The Boren case instructs that in determining whether a particular crime was foreseeable under the "Prior Similar Incidents" test, the similarity, frequency, location, and proximity in time of the prior incidents are the key elements to be considered in the analysis. Therefore, the incidents which are alleged to have occurred at defendant's bowling alley parking lot prior to the decedent's disappearance should be analyzed with the above factors in mind in determining whether the harm which came to plaintiff's decedent was foreseeable.
In its reply to plaintiff's response to defendant's motion for summary judgment, defendant provides what purports to be an outline of all incidents which occurred in defendant's parking lot prior to the date of decedent's disappearance. Plaintiff doesn't challenge the outline so the Court will consider it as being true and accurate.

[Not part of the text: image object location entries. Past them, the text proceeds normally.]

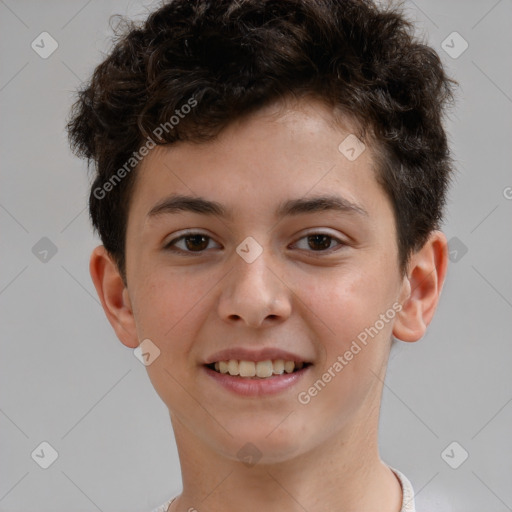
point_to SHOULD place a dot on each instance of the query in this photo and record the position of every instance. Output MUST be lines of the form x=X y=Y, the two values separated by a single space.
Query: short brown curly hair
x=236 y=56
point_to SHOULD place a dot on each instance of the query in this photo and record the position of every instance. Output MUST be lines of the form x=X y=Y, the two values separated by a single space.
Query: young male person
x=270 y=180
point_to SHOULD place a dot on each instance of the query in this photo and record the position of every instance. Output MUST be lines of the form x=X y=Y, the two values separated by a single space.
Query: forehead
x=286 y=150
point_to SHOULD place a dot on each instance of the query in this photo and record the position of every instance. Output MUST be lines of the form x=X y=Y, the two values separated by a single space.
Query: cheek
x=169 y=300
x=347 y=302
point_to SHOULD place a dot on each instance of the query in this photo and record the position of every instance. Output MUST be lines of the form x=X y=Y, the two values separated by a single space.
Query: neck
x=344 y=473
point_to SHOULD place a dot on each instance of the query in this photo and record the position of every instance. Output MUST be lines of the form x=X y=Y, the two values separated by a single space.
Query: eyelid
x=170 y=245
x=341 y=241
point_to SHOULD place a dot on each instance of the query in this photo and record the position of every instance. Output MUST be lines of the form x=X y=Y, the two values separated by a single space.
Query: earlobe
x=422 y=288
x=113 y=295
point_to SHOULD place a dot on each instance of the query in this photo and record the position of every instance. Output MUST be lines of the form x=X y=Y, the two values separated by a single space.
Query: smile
x=256 y=369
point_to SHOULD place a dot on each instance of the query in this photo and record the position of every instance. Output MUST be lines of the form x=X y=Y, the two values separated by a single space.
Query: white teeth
x=263 y=369
x=289 y=366
x=246 y=369
x=260 y=369
x=278 y=367
x=233 y=367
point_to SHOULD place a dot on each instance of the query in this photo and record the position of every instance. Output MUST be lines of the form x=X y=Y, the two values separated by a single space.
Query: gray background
x=67 y=380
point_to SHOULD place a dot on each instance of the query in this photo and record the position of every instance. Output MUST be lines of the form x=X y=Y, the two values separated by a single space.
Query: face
x=265 y=244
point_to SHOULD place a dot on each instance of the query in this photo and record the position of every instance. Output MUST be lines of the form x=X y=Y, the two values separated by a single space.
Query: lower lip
x=246 y=386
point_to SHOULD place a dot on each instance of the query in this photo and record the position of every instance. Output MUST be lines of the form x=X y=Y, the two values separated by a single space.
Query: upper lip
x=264 y=354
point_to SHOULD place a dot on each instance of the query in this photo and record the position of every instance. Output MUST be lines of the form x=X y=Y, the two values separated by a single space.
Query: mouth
x=257 y=370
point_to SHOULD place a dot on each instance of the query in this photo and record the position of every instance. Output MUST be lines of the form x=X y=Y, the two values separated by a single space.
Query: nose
x=254 y=294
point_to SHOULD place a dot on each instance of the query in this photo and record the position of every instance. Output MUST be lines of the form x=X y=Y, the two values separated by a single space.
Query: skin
x=319 y=456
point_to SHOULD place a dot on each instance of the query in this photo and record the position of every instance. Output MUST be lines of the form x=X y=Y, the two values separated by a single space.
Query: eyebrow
x=181 y=203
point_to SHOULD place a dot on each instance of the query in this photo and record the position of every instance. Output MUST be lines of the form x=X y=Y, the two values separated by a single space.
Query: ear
x=113 y=295
x=422 y=288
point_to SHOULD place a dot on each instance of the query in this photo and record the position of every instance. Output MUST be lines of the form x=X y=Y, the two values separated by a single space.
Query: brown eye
x=319 y=242
x=195 y=242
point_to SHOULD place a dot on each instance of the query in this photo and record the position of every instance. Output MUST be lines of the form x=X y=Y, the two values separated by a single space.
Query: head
x=315 y=129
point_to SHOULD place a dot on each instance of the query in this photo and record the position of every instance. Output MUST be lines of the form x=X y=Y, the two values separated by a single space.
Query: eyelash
x=171 y=245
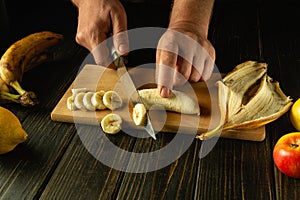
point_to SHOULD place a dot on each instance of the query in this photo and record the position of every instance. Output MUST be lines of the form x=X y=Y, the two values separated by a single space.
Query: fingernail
x=122 y=48
x=165 y=92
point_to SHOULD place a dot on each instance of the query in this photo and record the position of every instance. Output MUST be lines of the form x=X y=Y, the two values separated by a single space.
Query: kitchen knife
x=130 y=88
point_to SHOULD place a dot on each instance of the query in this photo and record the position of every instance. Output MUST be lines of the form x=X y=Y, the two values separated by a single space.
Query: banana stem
x=16 y=85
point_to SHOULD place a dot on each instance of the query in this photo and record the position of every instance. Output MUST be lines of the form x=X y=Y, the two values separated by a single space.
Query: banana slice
x=70 y=103
x=97 y=100
x=78 y=101
x=111 y=123
x=87 y=101
x=75 y=91
x=112 y=100
x=139 y=114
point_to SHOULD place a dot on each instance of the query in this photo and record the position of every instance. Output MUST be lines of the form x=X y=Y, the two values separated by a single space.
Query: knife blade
x=130 y=88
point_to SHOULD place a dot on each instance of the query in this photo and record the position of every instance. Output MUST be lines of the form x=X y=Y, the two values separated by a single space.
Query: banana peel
x=248 y=99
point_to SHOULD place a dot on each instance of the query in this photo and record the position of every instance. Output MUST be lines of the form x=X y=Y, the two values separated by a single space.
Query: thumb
x=120 y=33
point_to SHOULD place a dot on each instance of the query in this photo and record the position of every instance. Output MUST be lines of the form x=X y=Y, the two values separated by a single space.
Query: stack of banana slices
x=248 y=99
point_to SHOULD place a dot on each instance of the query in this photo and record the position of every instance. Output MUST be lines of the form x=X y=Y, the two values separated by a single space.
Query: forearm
x=192 y=14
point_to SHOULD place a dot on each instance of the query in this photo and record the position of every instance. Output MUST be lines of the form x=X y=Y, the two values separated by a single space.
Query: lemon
x=11 y=131
x=295 y=115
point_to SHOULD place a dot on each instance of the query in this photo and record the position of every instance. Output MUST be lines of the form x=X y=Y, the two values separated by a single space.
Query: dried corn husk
x=253 y=99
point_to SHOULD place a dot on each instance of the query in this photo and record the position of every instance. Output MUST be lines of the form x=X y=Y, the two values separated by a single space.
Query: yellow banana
x=21 y=56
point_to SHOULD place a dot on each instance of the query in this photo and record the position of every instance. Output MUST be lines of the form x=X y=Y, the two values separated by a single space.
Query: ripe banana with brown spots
x=20 y=57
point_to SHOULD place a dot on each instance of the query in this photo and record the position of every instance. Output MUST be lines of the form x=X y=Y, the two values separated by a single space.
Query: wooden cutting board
x=94 y=77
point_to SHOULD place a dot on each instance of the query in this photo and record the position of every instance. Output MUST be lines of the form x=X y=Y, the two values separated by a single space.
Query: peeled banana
x=139 y=114
x=248 y=105
x=111 y=123
x=178 y=102
x=21 y=56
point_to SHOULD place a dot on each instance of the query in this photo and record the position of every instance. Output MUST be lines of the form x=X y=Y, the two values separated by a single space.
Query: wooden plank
x=80 y=175
x=281 y=42
x=235 y=170
x=96 y=78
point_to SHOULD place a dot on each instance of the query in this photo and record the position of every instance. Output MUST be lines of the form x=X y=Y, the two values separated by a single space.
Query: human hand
x=97 y=19
x=182 y=56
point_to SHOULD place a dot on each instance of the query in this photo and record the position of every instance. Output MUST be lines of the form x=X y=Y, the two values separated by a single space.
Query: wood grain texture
x=54 y=163
x=95 y=78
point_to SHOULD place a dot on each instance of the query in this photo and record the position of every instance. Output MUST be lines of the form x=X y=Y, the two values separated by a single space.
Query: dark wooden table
x=54 y=164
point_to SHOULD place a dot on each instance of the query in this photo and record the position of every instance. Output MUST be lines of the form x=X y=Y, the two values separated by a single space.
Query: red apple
x=286 y=154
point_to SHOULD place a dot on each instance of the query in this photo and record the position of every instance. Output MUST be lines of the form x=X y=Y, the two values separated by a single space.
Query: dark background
x=25 y=17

The outline shows that these incidents include those reported by the Fort Smith Police Department—the three incidents previously discussed—and those incidents reported by Professional Security Incorporated (PSI)—the private security concern with whom defendant contracted for security service in connection with the bowling alley and parking lot.

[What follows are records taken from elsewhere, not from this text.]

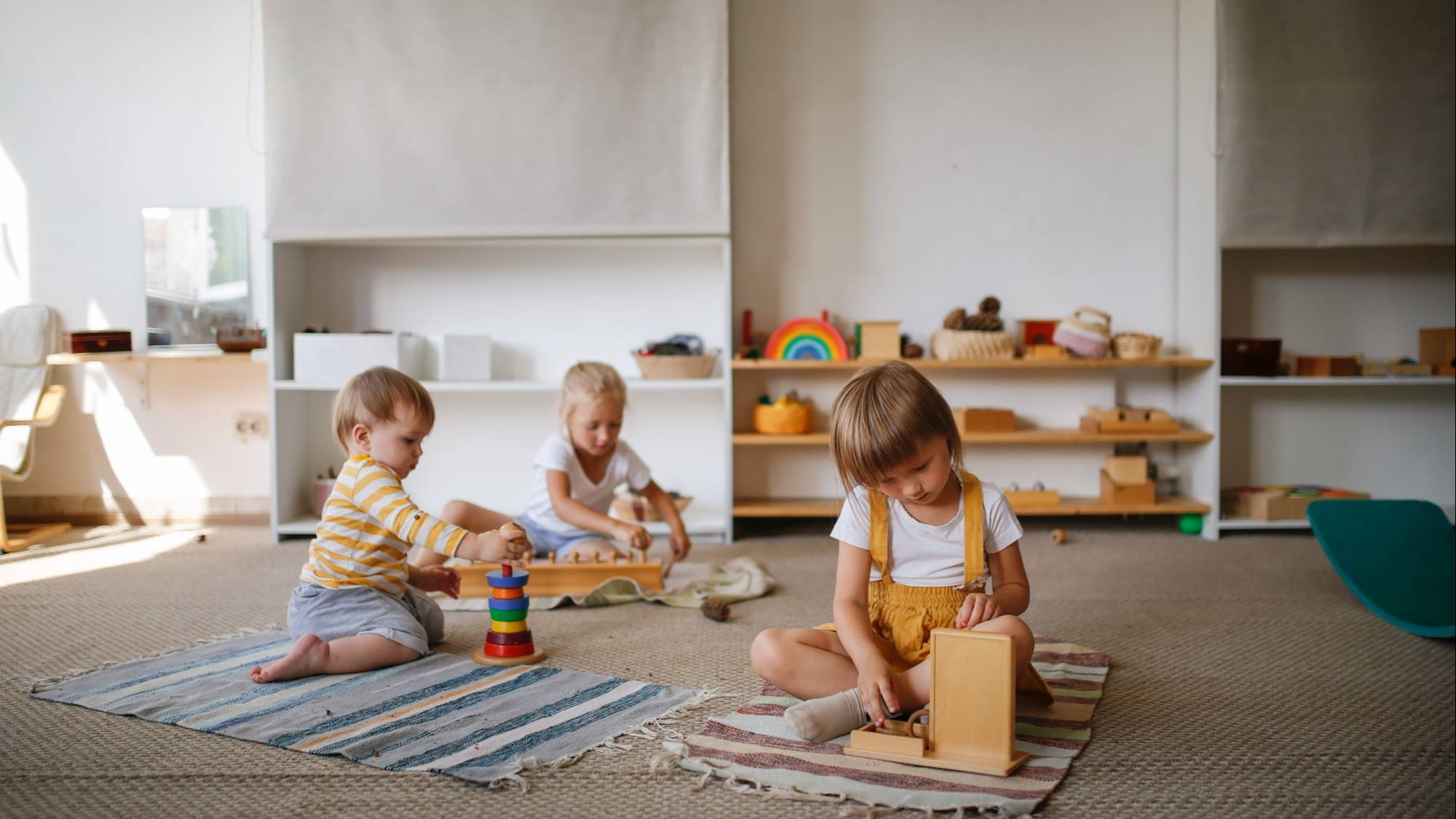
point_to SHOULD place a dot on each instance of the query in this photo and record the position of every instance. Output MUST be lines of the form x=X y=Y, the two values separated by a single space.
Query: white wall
x=895 y=161
x=107 y=108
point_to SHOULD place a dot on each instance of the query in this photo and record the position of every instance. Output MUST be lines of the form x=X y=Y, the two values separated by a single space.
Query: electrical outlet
x=251 y=426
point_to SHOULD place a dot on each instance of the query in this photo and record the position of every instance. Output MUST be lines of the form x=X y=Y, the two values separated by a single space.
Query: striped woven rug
x=440 y=713
x=755 y=746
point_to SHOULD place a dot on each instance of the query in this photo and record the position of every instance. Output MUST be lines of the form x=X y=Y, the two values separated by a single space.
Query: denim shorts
x=414 y=621
x=560 y=542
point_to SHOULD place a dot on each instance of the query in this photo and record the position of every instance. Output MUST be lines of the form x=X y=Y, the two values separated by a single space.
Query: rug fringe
x=858 y=809
x=36 y=684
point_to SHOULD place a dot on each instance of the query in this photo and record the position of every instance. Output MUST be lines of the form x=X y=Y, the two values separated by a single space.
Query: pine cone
x=716 y=608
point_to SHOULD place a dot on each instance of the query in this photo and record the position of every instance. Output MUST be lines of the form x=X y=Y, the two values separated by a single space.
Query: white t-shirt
x=922 y=554
x=558 y=454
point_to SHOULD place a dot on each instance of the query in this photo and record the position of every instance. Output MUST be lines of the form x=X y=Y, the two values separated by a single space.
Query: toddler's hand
x=633 y=535
x=978 y=608
x=438 y=579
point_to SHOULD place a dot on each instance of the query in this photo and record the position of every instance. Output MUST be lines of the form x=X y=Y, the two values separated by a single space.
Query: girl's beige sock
x=823 y=719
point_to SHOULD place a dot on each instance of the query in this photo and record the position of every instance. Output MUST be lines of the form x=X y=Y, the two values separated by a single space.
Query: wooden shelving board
x=1020 y=436
x=1069 y=506
x=979 y=363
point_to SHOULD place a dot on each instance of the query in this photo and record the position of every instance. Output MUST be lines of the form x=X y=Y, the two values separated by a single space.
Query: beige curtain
x=1337 y=123
x=398 y=119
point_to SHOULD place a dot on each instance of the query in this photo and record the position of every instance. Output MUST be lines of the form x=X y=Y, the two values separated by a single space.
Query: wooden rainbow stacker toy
x=509 y=643
x=566 y=577
x=973 y=710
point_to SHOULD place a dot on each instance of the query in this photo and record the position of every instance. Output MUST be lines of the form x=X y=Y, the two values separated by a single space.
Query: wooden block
x=1027 y=499
x=985 y=420
x=1126 y=468
x=879 y=340
x=1129 y=420
x=1327 y=366
x=1439 y=349
x=1120 y=494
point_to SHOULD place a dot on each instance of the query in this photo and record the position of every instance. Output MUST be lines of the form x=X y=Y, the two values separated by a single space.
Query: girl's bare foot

Defendant first argues that the PSI Incident Reports which were supplied by plaintiff in her response should not be considered in connection with the motion at hand due to a lack of testimony or affidavits from anyone with personal knowledge of the information contained therein. However, even if considered, says defendant, they do not create a factual issue on the question of foreseeability.

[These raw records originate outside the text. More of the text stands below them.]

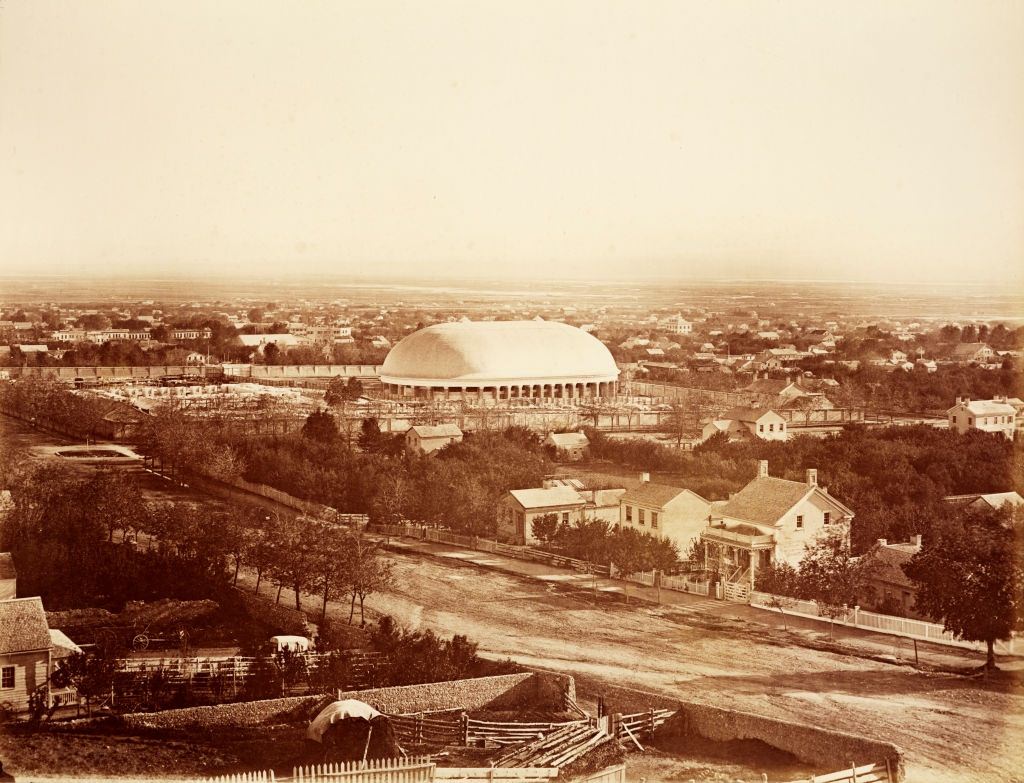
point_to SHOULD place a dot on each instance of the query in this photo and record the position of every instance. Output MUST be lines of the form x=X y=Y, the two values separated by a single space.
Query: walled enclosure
x=502 y=692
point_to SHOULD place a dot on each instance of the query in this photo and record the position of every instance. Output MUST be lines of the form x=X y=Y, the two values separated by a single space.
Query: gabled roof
x=748 y=414
x=426 y=431
x=568 y=439
x=885 y=563
x=769 y=386
x=656 y=495
x=62 y=646
x=766 y=499
x=547 y=498
x=986 y=407
x=995 y=499
x=23 y=625
x=968 y=349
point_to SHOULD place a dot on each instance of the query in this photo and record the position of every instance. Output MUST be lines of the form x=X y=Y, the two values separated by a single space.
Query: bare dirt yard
x=952 y=728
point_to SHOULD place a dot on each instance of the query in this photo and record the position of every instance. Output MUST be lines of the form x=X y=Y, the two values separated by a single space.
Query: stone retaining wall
x=528 y=689
x=829 y=750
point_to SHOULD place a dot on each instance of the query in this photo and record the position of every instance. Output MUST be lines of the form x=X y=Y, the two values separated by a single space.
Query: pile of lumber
x=557 y=748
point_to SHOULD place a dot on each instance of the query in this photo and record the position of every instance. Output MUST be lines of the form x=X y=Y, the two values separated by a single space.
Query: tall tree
x=970 y=578
x=367 y=572
x=829 y=575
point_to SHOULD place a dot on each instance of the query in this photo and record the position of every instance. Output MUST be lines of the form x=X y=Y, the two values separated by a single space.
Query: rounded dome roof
x=475 y=352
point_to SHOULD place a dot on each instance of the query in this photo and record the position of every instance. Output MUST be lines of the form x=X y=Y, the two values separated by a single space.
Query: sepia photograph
x=475 y=391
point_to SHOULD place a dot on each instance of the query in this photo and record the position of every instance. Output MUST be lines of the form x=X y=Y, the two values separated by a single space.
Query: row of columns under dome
x=547 y=391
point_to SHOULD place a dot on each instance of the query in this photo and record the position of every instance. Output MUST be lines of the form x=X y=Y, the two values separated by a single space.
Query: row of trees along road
x=969 y=576
x=75 y=539
x=894 y=478
x=598 y=541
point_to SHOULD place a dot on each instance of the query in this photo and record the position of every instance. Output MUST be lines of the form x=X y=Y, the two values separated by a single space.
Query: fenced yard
x=486 y=545
x=147 y=683
x=882 y=623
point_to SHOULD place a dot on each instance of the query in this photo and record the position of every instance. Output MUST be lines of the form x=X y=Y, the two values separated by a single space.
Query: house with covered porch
x=770 y=520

According to the Incident Reports, none of the thirteen (13) incidents which occurred between August 15, 1993, and November 29, 1994, involved kidnapping, assault or murder. None of these thirteen (13) incidents feature personal injury and only three involved an alleged argument or fight. Two of the incidents involving alleged arguments or fights appear to be domestic arguments with no evidence of physical blows being struck. There is likewise no evidence that the remaining incident featured any physical confrontation or injury.
In the Court's view, none of these incidents provides a basis for concluding that the crime against decedent was foreseeable in any degree and to otherwise so conclude would be little more than speculation.
In Boren, the Arkansas Supreme Court held that an incident of robbery at the very same location (in a well-known, high-crime area in the City of Little Rock), and just three months prior to the robbery upon which the case was based, was not enough to create a triable issue on foreseeability that future robberies might occur at the ATM. In light of that holding, this Court certainly could not say that the prior incidents discussed above (with no indication that they occurred in a well-known, high-crime area in the City of Fort Smith) were similar enough
Bound up in all the "tests" which courts — and the Restatement — have said may be applicable to the question of what duty, if any, an owner of land may have to his or her customers and the public at large is the same question of "foreseeability". In the Court's view, none of these tests—even if viable and applicable to the facts of this case—would yield the result of finding that defendant had a duty to do something which perhaps could have prevented the commission of what appears to have been a sudden, unexpected, unforeseeable and brutal crime on its parking lot.
12. Based upon the foregoing authorities, reasoning and analysis, the Court concludes that—on these facts—the tragic event which befell plaintiff's decedent was not foreseeable to an extent that the law imposed a duty upon defendant to take measures to guard against such an event. Accordingly, defendant's motion for summary judgment must be granted and the cause dismissed.
IT IS THEREFORE ORDERED that defendant's motion for summary judgment should be, and hereby is, granted.
IT IS SO ORDERED on the date first hereinabove written.